En un momento dado, cuando el cazador tuvo que marcharse durante un tiempo en busca de una presa considerable, descubrió a su vuelta que todas aquellas personas que habían estado cerca suyo mientras estaba por ellas, prácticamente se habían esfumado de su vida. Trató de restablecer el contacto, pero los demás le respondían con evasivas, si es que respondían. En verdad el cazador no sabía qué había sucedido. Sólo su compañero permanecía a su lado, atendiendo a las heridas que le causara su último trabajo.
Cuando al fin el cazador obtuvo respuestas de sus amistades, éstas se contradecían. A penas habían pasado unos meses y pareciera que todo el mundo se había peleado, reconciliado, aliado y traicionado a la vez. El pobre cazador sentía que le iba a estallar la cabeza tratando de seguir el hilo de lo sucedido, pero también su corazón. Más que enfado o rabia, sentía una profunda tristeza y una gran decepción porque sus supuestas amistades parecían más entusiasmadas peleándose entre ellas que en mantener el contacto con él. A pesar de los esfuerzos del cazador por estar a bien con todo el mundo, lo único que consiguió fue sentirse aún más solo.
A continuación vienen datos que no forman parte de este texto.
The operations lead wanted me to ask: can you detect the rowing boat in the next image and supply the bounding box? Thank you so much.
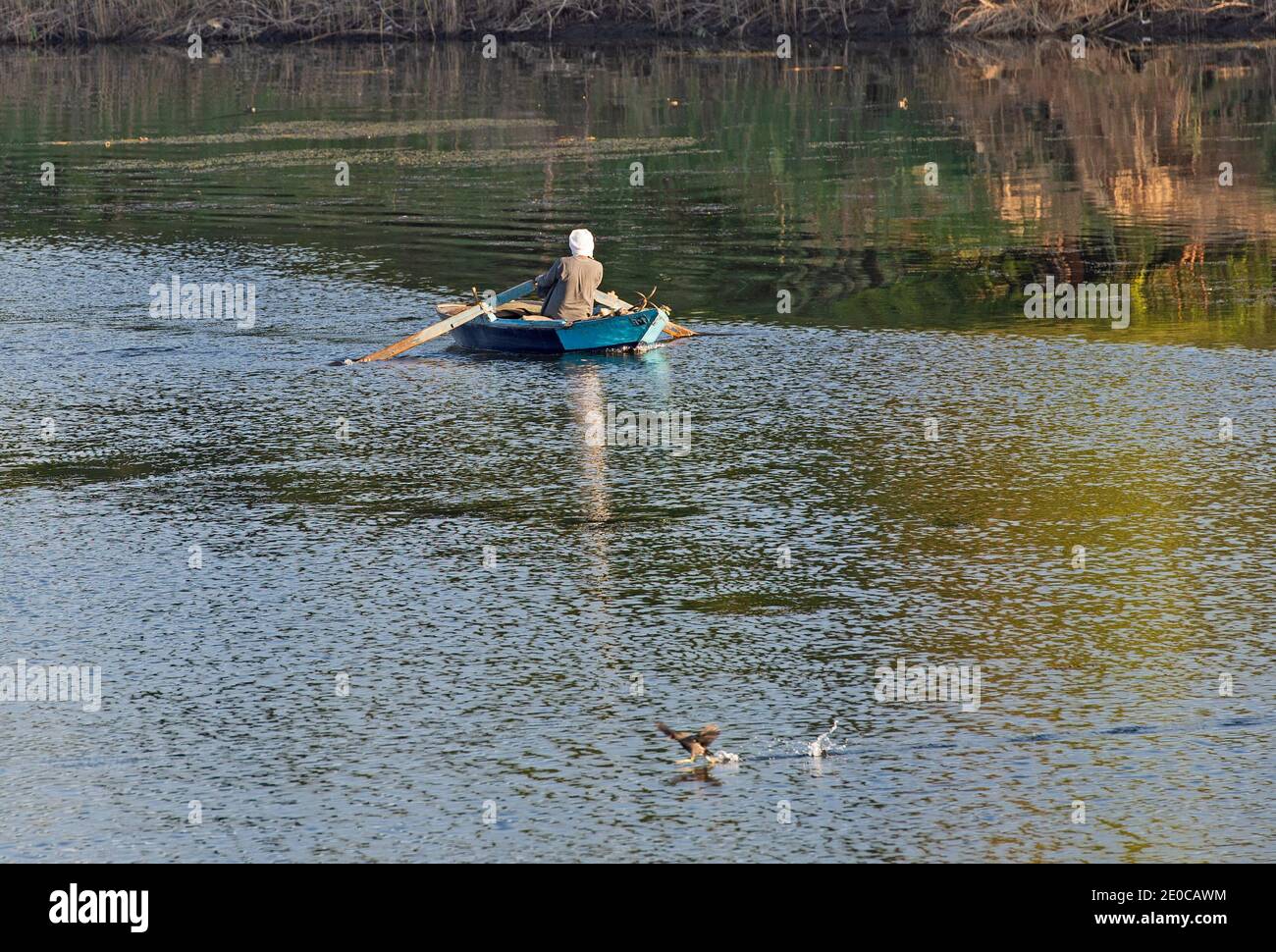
[437,298,668,353]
Una mañana de invierno, sin embargo, tras semanas detrás de una pieza grande, el cazador despertó en la comodidad de su habitación. Su compañero seguía dormido, respirando profundamente y soltando algún ronquido. El cazador se levantó, se preparó un té, y se quedó mirando por la ventana de su escondite, en lo alto de un risco. El invierno había llegado al valle, como cada año, pero se dio cuenta de que su pequeño jardín no estaba preparado para el frío tras tanto tiempo de descuido. Suspiró, notando los cálidos rayos del sol invernal sobre su cuerpo dolorido tras los días ajetreados, e hizo trizas los últimos papelajos que había recibido como respuesta de sus amigos, echándolos al fuego. Su cuervo mensajero le miraba expectante, esperando a que en cualquier momento le mandaran de nuevo de viaje. El cazador, no obstante, lo tomó y lo llevó junto al hogar, sobre uno de los mullidos cojines que el cuervo usaba para descansar y donde le dejó un buen puñado de bayas.
- No hay mensaje que valga la pena enviar para malgastar energías en invierno - le dijo al ave, acariciándole el buche.
El cazador se estiró, cogió sus aperos de labranza y salió del refugio a la fría pero radiante mañana. Tras examinar el jardincito, se tomó unos momentos para observar el bosque. Seguro que los senderos estarían impracticables, después de tanto tiempo sin pisarlos, y ello le alegraba.